Em resumo, quem quiser saber quais são os maiores vencimentos do estado, por exemplo, vai ter que suar a camisa. Ou melhor: teria. Pois o segundo ponto que deixa o caso do Zero Hora interessante é que os jornalistas Cadu Caldas, Cleidi Pereira e Juliana Bublitz pinçaram os dados à unha e colocaram em uma ferramenta de consulta bem mais simples do que a governamental.
Terceiro ponto que merece registro: antes de se dedicar ao garimpo dos dados, os jornalistas tentaram consegui-los todos juntos, em uma planilha que tivesse nomes, cargos, lotação e vencimentos (como o governo federal faz, por exemplo). A resposta ao pedido de acesso a informações feito via LAI foi colocar, naquela página difícil de encontrar, tabelas que têm tudo, menos… Os rendimentos.
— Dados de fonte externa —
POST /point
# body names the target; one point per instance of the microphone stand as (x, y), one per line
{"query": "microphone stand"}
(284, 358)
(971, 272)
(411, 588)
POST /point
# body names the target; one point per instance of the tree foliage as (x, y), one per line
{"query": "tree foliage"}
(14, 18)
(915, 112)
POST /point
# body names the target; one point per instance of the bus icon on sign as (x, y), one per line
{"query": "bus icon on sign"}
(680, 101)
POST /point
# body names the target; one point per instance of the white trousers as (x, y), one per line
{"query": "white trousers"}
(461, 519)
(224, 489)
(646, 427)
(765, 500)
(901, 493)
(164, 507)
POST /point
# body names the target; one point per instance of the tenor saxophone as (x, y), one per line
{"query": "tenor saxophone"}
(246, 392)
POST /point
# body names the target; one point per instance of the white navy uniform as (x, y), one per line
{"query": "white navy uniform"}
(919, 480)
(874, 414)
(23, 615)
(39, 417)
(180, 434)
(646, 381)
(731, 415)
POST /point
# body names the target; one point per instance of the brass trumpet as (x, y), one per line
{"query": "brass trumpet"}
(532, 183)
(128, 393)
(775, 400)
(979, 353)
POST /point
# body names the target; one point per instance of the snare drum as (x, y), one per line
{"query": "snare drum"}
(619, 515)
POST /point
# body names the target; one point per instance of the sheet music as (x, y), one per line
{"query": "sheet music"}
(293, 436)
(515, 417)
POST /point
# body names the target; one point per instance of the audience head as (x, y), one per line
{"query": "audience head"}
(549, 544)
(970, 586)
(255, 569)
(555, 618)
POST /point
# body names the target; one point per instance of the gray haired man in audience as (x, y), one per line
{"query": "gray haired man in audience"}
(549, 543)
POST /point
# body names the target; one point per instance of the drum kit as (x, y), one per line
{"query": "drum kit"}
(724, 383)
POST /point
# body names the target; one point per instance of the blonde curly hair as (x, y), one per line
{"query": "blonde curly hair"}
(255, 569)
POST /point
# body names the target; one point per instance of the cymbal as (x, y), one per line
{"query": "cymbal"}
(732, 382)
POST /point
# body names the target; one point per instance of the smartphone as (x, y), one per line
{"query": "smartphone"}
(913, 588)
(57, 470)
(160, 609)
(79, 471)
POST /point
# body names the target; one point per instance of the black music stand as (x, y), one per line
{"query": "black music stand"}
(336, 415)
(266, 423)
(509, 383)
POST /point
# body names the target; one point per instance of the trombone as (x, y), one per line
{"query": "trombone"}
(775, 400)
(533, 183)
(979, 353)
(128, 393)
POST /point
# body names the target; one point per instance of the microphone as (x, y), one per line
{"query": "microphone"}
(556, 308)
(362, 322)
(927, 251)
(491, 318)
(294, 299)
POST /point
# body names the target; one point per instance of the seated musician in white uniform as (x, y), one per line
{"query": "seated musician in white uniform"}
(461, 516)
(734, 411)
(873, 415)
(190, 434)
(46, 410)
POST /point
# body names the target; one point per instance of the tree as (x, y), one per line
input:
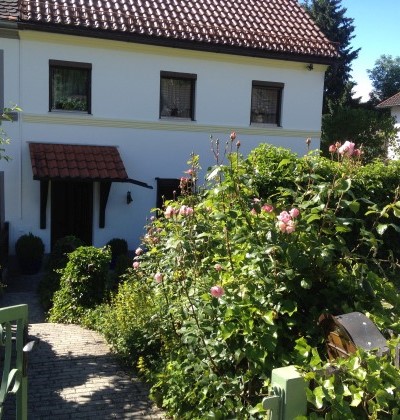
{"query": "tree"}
(372, 130)
(385, 78)
(329, 15)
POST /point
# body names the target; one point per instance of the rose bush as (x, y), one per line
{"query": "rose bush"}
(235, 276)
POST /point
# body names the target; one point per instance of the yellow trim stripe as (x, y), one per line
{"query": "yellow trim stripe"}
(163, 125)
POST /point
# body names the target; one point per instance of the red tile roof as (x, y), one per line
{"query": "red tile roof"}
(73, 162)
(239, 26)
(8, 9)
(392, 101)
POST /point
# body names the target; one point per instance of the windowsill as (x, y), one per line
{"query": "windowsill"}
(265, 125)
(176, 119)
(67, 112)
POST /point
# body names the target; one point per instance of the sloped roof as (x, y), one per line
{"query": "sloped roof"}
(73, 162)
(273, 26)
(392, 101)
(8, 9)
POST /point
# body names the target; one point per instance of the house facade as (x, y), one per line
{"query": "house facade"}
(393, 103)
(116, 96)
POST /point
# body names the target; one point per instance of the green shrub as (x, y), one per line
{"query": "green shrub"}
(29, 250)
(83, 284)
(50, 282)
(235, 277)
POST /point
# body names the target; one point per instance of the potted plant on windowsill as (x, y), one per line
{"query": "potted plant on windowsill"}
(29, 250)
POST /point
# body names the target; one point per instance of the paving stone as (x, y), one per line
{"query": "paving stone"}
(72, 373)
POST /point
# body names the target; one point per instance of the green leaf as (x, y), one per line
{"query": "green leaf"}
(357, 398)
(381, 228)
(214, 173)
(354, 206)
(312, 218)
(284, 162)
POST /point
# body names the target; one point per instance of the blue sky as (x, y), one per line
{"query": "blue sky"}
(377, 32)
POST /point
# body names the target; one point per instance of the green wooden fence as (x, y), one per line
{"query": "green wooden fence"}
(288, 394)
(13, 347)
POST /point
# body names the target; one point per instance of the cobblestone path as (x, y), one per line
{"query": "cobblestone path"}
(71, 372)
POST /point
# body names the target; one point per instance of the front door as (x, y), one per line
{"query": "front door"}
(71, 210)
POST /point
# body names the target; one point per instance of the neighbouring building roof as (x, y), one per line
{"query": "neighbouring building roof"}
(76, 162)
(390, 102)
(247, 27)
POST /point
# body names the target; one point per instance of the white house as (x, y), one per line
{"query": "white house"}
(394, 104)
(114, 91)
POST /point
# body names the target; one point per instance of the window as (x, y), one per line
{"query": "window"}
(70, 85)
(266, 99)
(177, 95)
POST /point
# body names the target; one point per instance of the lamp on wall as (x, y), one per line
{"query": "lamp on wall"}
(129, 198)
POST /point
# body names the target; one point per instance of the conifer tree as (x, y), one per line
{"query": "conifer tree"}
(331, 18)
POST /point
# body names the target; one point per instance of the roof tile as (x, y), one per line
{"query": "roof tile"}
(269, 26)
(67, 161)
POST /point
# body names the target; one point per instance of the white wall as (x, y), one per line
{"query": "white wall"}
(395, 112)
(125, 108)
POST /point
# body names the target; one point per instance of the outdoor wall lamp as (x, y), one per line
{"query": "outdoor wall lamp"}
(129, 198)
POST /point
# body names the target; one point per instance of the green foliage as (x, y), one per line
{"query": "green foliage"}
(331, 18)
(364, 386)
(229, 281)
(385, 78)
(83, 284)
(6, 115)
(50, 282)
(374, 130)
(29, 250)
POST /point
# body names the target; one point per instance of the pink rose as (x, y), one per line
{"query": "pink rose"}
(217, 291)
(158, 277)
(169, 212)
(347, 148)
(290, 226)
(182, 211)
(218, 267)
(267, 208)
(185, 211)
(284, 217)
(282, 226)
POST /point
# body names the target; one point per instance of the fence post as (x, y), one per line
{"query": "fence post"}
(290, 387)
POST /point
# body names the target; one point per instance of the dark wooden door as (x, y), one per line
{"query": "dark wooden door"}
(71, 210)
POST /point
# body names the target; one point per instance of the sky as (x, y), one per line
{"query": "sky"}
(377, 24)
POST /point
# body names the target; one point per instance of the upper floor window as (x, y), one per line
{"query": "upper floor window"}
(70, 86)
(266, 101)
(177, 93)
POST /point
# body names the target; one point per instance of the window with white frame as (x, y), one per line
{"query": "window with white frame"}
(70, 86)
(266, 102)
(177, 95)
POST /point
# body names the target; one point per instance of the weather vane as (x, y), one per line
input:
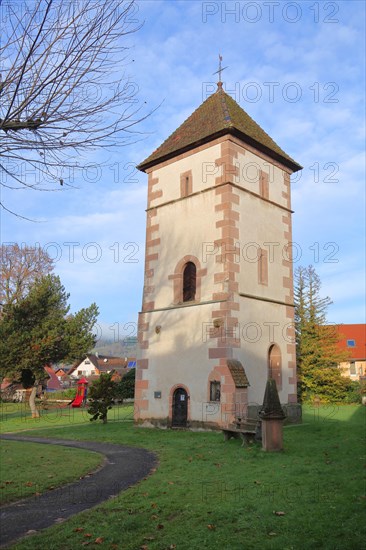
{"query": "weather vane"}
(220, 68)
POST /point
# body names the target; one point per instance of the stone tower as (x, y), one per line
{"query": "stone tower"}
(217, 312)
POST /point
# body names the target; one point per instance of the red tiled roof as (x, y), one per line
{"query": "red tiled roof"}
(357, 333)
(217, 116)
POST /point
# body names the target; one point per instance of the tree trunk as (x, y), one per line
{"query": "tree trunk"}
(32, 400)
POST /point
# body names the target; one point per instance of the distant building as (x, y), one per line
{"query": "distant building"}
(353, 340)
(94, 364)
Ainda assim, os gaúchos continuam sem poder fazer consultas mais amplas, como o maior rendimento líquido (o valor de fato recebido por uma pessoa) do estado, ou a diferença de rendimentos entre pessoas concursadas e cargos de confiança, ou quanto o estado gasta com seus inativos. O mesmo acontece em outros estados e órgãos e até no Senado Federal, em que a consulta por ganhos de servidores também é burocrática (e ainda rendeu desaforos a um cidadão).
A divulgação ativa (ou seja, sem que ninguém precise pedir) de salários de servidores públicos não é obrigatória, de acordo com a Lei de Acesso. O que determina isso são os próprios poderes e esferas, por meio da tal regulamentação que cada um faz.
Por outro lado, a LAI não proíbe ninguém de pedir acesso a esses dados. E mais: ela diz aos agentes públicos que essa informação tem que ser fornecida — porque, como muitas outras, é de interesse público.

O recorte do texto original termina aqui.